Herrenberger steht wegen versuchten Mordes vor Gericht

Prozess vor Stuttgarter Landgericht

  • img
    Symbolbild: Archiv

Artikel vom 21. März 2019 - 11:00

Von Bernd S. Winckler

HERRENBERG. Enttäuschte Richter der Jugendstrafkammer am Stuttgarter Landgericht: Der 19-Jährige, der in Herrenberg von einem 20-Jährigen fast zu Tode gewürgt und mit seinem Kopf brutal auf den Bordstein geschlagen worden sein soll (die KRZ berichtete), kann im Zeugenstand nichts mehr von dieser Sache mitteilen. Ob sein Filmriss die Folge des Alkohols ist, oder andere Gründe vorliegen?
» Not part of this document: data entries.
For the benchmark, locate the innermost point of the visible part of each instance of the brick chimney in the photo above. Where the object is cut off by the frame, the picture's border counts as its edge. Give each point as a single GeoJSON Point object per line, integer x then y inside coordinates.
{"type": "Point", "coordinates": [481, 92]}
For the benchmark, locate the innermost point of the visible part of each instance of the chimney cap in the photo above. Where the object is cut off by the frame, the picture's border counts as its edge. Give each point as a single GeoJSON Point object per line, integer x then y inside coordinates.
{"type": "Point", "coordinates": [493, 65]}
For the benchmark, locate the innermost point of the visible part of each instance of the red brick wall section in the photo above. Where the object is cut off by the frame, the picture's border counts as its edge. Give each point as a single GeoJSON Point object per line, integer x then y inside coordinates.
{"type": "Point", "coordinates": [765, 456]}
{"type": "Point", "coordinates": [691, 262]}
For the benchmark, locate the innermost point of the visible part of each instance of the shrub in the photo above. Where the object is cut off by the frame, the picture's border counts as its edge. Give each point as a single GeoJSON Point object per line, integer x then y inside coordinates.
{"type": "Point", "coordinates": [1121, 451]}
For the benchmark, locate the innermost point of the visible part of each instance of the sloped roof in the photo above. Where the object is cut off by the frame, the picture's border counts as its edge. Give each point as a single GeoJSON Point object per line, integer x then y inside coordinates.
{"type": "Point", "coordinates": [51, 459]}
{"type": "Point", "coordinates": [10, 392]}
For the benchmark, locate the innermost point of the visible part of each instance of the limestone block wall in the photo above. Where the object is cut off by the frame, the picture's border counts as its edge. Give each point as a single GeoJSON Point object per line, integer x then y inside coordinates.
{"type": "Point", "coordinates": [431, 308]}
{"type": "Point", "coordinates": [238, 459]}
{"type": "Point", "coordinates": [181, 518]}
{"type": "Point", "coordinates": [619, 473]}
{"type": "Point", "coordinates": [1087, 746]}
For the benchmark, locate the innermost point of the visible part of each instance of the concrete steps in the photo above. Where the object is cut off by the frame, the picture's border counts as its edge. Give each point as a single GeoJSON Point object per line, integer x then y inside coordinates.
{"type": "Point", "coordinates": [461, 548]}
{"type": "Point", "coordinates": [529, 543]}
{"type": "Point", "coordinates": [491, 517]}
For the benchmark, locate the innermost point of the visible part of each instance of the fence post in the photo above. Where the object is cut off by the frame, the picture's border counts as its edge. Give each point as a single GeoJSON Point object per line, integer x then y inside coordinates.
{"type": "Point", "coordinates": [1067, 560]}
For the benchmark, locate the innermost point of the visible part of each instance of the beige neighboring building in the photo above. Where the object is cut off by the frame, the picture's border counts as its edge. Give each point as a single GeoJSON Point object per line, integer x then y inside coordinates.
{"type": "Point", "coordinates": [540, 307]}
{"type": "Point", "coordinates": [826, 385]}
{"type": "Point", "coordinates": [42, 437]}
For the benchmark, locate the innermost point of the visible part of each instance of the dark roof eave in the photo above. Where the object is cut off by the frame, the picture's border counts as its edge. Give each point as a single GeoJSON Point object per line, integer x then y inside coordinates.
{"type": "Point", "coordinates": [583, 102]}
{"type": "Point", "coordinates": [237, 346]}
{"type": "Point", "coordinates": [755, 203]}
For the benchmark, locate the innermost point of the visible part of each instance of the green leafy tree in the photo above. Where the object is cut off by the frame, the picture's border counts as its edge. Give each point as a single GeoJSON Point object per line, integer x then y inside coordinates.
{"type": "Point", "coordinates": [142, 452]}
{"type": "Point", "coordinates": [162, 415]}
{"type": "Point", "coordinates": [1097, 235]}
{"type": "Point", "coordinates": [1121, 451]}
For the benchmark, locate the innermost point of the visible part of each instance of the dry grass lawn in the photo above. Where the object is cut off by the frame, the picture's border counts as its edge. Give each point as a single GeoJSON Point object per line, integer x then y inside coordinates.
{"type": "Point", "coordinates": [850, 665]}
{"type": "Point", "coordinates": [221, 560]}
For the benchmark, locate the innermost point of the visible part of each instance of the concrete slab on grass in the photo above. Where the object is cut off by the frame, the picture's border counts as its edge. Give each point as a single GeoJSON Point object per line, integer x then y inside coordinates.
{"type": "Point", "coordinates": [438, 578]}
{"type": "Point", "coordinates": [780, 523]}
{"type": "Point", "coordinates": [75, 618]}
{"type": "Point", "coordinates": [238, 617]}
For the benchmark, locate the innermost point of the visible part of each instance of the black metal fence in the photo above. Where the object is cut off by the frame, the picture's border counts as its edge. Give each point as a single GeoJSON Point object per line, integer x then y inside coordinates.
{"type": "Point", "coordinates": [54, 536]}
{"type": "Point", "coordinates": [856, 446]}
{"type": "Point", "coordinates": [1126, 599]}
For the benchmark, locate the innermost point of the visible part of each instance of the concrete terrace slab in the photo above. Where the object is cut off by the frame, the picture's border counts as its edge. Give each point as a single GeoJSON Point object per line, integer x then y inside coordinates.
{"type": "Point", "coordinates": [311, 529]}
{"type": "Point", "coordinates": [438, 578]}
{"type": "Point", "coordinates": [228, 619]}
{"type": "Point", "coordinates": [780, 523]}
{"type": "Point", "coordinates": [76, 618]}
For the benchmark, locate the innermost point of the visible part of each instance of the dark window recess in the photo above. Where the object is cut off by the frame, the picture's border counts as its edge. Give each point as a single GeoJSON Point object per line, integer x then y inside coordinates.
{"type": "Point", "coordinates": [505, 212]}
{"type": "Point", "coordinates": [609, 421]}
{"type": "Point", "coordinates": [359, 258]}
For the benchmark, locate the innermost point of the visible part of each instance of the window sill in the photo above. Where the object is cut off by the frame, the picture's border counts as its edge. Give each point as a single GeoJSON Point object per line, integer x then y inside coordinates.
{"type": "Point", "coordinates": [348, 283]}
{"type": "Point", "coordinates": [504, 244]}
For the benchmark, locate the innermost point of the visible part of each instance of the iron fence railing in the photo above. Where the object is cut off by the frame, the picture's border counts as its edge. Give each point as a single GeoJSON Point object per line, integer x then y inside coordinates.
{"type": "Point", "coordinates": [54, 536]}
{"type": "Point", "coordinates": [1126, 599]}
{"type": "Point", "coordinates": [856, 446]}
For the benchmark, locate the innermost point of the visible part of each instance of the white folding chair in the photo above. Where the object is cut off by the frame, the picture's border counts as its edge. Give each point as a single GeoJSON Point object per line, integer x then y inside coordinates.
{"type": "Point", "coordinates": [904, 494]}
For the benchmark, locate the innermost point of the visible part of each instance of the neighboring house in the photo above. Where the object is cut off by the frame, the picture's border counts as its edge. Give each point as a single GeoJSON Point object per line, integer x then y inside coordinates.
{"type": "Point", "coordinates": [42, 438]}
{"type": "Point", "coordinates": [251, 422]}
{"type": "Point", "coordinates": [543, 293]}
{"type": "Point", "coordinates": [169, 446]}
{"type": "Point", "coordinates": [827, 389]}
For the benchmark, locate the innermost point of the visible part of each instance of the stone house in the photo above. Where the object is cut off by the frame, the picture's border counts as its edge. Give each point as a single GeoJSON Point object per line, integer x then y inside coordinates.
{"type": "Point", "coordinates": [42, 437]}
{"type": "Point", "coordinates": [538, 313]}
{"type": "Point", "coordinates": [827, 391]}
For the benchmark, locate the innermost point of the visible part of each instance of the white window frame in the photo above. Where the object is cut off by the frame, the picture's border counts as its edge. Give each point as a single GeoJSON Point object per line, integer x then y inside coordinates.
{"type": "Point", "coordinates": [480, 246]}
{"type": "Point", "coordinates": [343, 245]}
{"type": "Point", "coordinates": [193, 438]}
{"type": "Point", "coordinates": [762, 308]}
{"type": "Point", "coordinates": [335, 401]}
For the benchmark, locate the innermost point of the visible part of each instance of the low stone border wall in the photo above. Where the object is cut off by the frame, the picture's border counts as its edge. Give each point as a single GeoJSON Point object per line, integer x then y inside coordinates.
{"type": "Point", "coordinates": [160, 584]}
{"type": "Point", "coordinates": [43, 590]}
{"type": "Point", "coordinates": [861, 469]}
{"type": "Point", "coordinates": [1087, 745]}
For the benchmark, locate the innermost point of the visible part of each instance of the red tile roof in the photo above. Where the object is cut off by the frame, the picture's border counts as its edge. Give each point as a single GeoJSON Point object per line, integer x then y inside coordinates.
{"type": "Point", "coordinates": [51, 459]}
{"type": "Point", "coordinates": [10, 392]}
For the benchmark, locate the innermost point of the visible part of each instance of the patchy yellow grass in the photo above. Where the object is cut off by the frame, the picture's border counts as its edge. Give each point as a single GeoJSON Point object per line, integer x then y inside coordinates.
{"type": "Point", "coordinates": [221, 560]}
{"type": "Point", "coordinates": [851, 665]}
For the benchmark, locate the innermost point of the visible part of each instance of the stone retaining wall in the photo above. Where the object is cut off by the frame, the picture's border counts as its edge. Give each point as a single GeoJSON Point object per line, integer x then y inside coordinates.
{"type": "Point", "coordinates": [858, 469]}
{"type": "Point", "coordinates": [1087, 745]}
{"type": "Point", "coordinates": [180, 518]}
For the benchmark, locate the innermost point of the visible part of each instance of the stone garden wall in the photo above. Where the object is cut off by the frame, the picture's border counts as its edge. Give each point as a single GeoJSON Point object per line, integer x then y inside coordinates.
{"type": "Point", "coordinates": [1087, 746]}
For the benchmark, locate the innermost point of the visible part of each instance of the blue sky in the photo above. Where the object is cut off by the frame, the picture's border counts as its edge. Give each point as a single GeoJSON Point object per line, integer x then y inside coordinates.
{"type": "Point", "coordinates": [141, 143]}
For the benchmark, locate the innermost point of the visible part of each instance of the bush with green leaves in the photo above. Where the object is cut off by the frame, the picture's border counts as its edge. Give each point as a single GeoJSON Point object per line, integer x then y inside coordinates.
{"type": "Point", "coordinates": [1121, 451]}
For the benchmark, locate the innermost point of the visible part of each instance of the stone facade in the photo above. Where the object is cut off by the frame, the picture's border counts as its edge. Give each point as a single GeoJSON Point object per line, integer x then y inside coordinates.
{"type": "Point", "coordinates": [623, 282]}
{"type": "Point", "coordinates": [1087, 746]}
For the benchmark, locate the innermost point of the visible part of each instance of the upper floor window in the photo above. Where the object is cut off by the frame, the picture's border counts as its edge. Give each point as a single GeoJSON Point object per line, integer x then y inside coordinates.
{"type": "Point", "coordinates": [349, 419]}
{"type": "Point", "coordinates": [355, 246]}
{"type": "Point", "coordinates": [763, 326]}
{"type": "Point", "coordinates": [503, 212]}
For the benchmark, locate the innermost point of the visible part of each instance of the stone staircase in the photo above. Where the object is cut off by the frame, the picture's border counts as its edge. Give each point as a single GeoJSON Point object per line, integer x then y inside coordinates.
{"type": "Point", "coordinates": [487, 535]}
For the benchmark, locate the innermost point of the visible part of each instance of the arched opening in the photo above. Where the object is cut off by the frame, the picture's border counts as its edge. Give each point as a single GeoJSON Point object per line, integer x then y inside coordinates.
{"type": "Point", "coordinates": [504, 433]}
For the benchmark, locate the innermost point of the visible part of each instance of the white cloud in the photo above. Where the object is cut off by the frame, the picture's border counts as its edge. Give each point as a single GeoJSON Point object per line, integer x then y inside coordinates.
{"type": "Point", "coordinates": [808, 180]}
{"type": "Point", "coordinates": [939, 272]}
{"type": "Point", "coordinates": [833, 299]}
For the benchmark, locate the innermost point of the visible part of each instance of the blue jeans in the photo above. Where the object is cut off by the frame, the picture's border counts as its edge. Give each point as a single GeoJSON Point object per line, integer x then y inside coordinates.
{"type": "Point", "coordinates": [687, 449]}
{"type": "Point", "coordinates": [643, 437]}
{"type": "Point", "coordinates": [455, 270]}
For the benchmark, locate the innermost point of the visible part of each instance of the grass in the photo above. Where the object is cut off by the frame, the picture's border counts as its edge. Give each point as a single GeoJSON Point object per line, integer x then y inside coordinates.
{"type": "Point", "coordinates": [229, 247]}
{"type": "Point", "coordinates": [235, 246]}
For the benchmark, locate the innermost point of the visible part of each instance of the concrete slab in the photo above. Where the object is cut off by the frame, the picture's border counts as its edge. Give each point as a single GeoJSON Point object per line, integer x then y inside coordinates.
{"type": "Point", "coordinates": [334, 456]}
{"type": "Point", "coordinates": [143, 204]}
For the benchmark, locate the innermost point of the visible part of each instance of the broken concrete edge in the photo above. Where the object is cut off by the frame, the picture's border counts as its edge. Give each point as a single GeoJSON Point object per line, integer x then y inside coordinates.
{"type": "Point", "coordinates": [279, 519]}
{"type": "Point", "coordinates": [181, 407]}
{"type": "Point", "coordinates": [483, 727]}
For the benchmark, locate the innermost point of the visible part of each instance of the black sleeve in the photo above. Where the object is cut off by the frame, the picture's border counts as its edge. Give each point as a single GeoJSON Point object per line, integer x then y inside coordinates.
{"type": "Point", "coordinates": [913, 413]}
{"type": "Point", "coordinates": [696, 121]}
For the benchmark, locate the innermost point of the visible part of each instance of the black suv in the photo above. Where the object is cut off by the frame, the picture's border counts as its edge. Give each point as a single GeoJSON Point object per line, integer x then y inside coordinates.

Diese Fragen blieben am zweiten Verhandlungstag unbeantwortet.

In dem Verfahren in Stuttgart geht es um einen beinahe tödlichen Vorgang in der Nacht zum 1. September vergangenen Jahres in der Herrenberger Innenstadt. Nach dem Besuch einer Tanzbar soll der 19-Jährige mit dem Angeklagten in Streit geraten sein. Dann habe der 20-Jährige den betrunkenen 19-Jährigen um dessen Handy und einen Bargeldbetrag beraubt und laut Anklage versucht, ihn nahe der Herrenberger Reithalle durch Erwürgen und Aufschlagen seines Kopfes auf den Bordstein umzubringen. Zuvor habe sich das Opfer noch entkleiden müssen. Der bewusstlose Schwerverletzte wurde schließlich unter einer Baumgruppe von einem Fußgänger gefunden und nach Hause und anschließend ins Herrenberger Krankenhaus gebracht. Für den Ankläger sei der Tatbestand des versuchten Mordes durch Verdeckung erfüllt. Er sei davon ausgegangen, dass sein Opfer bereits tot sei.

Opfer und Täter standen unter Alkoholeinfluss

Doch der 19-Jährige, der mit einer Gehirnerschütterung und multiplen Prellungen den Angriff glimpflich überstanden hatte, hat hinsichtlich dieses brutalen nächtlichen Erlebnisses am zweiten Verhandlungstag im Zeugenstand der Stuttgarter Strafkammer keine Erinnerung mehr. Das hat die Richter überrascht. Er kann nur noch berichten, dass er in der fraglichen Nacht mit Freunden gegen 22 Uhr in eine Herrenberger Tanzbar ging. Und dass er dort einen anderen Bekannten gesehen habe. Ob es sich dabei um den 20-jährigen Angeklagten handelte, weiß er nicht.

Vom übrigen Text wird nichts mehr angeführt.